Successful follow-on transaction confirms the Group’s capital markets strategy and supports continued growth, with a particular focus on Italy.

Supernova Invest GmbH today announced the successful pricing of its second senior bond issuance with a total amount of €300 million and a five-year tenor. Following the Group’s successful debut in the bond market in 2025, this follow-on transaction reinforces Supernova’s consistent capital markets strategy. The strong demand from institutional investors reflects the company’s robust operational performance and financial results, the disciplined execution of its growth strategy and the continued expansion of its presence in Italy.

The €300 million Notes carry a fixed annual coupon of 4.375% and mature in June 2031. The Notes priced 40 basis points tighter than initial price guidance at a final spread of MidSwap+175 basis points, which marks a negative new issue premium. The final order book stood at approximately €2.1 billion, representing an oversubscription of 7 times.

The Notes are issued under English law and will be listed on the Euro MTF market of the Luxembourg Stock Exchange.
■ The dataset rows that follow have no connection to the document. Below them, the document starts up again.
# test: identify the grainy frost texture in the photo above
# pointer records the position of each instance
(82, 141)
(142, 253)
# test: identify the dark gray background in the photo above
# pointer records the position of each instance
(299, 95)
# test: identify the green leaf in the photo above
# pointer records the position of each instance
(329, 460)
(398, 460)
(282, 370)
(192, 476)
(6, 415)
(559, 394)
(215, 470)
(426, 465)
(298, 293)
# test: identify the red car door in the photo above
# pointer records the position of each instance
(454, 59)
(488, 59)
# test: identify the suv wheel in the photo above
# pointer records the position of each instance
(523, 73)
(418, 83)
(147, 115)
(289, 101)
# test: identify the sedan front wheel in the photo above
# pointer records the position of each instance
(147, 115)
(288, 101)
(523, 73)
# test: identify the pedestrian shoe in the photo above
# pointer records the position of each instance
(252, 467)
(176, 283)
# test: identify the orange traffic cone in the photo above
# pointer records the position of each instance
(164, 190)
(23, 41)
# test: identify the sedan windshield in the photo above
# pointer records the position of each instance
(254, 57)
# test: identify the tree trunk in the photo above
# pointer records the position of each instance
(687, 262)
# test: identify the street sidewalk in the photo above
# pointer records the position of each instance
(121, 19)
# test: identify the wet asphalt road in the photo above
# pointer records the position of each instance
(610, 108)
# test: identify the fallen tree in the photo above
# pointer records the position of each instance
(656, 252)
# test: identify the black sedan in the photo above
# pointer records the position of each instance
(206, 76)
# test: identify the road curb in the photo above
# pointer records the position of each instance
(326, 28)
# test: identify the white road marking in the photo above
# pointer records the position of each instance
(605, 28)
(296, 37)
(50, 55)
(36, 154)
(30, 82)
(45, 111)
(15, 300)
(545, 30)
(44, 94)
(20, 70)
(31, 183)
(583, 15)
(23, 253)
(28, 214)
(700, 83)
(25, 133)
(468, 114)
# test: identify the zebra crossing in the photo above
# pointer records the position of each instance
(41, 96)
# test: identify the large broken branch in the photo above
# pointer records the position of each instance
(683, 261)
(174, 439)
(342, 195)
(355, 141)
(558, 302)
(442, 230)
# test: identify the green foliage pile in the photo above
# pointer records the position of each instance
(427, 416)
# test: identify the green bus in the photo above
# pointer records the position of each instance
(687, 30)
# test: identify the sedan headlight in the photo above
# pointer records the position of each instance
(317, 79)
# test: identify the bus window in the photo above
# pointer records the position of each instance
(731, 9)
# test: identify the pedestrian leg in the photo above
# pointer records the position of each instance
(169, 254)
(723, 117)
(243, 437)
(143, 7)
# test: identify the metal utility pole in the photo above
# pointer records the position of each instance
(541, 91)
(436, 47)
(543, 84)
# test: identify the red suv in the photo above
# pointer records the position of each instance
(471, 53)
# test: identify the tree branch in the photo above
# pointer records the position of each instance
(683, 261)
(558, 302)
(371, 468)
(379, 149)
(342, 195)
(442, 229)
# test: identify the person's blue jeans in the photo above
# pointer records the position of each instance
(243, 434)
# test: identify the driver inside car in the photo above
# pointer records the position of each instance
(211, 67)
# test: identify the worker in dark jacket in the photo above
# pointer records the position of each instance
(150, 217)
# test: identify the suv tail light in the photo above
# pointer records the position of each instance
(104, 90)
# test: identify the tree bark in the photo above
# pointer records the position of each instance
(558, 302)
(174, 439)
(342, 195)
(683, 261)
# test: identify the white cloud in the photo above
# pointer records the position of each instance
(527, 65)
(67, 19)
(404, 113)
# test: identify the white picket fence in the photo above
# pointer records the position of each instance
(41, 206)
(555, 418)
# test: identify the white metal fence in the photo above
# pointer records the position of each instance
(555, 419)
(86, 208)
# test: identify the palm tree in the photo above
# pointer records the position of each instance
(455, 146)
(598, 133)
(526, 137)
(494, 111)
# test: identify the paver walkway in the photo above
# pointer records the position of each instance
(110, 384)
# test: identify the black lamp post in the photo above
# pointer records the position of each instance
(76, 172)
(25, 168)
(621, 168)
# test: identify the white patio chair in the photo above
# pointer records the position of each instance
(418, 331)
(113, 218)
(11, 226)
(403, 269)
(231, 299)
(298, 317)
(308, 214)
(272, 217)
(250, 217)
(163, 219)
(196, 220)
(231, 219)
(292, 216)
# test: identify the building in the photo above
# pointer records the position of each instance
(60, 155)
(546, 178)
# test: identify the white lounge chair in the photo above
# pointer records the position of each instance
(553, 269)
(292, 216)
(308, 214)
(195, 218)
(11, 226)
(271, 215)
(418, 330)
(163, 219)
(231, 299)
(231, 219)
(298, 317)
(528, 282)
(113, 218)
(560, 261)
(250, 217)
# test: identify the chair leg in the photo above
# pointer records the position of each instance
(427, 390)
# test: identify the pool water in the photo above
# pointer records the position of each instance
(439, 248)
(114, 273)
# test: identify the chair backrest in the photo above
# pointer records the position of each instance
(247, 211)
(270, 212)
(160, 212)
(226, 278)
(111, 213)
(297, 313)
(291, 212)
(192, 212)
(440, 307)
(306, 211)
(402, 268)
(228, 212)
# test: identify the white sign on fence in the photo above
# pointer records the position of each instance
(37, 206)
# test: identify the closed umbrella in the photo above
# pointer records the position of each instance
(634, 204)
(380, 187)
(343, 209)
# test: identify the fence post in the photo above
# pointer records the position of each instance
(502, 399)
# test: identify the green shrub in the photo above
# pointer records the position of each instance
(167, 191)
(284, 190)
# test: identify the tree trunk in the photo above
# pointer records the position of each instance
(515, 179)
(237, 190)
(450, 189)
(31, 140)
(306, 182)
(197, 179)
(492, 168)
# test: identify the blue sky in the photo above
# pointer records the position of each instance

In connection with the transaction, Fitch Ratings has reaffirmed Supernova’s investment-grade issuer rating of BBB- (stable) in an updated rating letter, recognising the Group’s stable performance and its well-diversified portfolio of retail real estate assets across Central and South-Eastern Europe.

The offering is expected to close on 23 June 2026, subject to customary closing conditions.

The net proceeds from the issuance will be used to finance acquisitions (with a particular focus on the continued expansion in Italy), to repay existing secured and unsecured bank debt and for general corporate purposes.

Frank Philipp Albert, Founder and Owner of Supernova Invest, said: “This issuance is a further step in the long-term strategy that defines Supernova: building and actively managing a resilient portfolio of dominant retail assets across our core markets. It strengthens our ability to pursue disciplined, value-accretive growth – with a clear focus on the continued expansion of our platform in Italy.”

 

Carl Pfeiffer, Chief Financial Officer of Supernova Invest, added: “This transaction further strengthens our capital structure and increases the share of unsecured funding, in line with our stated financial policy. Together with Fitch’s reaffirmation of our BBB- rating, it underlines the discipline behind our balance sheet and our firm commitment to maintaining an investment-grade profile.”

 

Moritz Hörmann, Head of Controlling & Investor Relations, said: “The significant oversubscription, the high-quality and well-diversified investor base – with a focus on Continental Europe and the UK – and the favourable pricing all underline the market’s strong confidence in Supernova’s signature growth trajectory and solid financial position.”

The transaction was led by Citigroup, Goldman Sachs Bank Europe SE and J.P. Morgan as Joint Global Coordinators. Erste Group and UniCredit acted as additional Joint Bookrunners.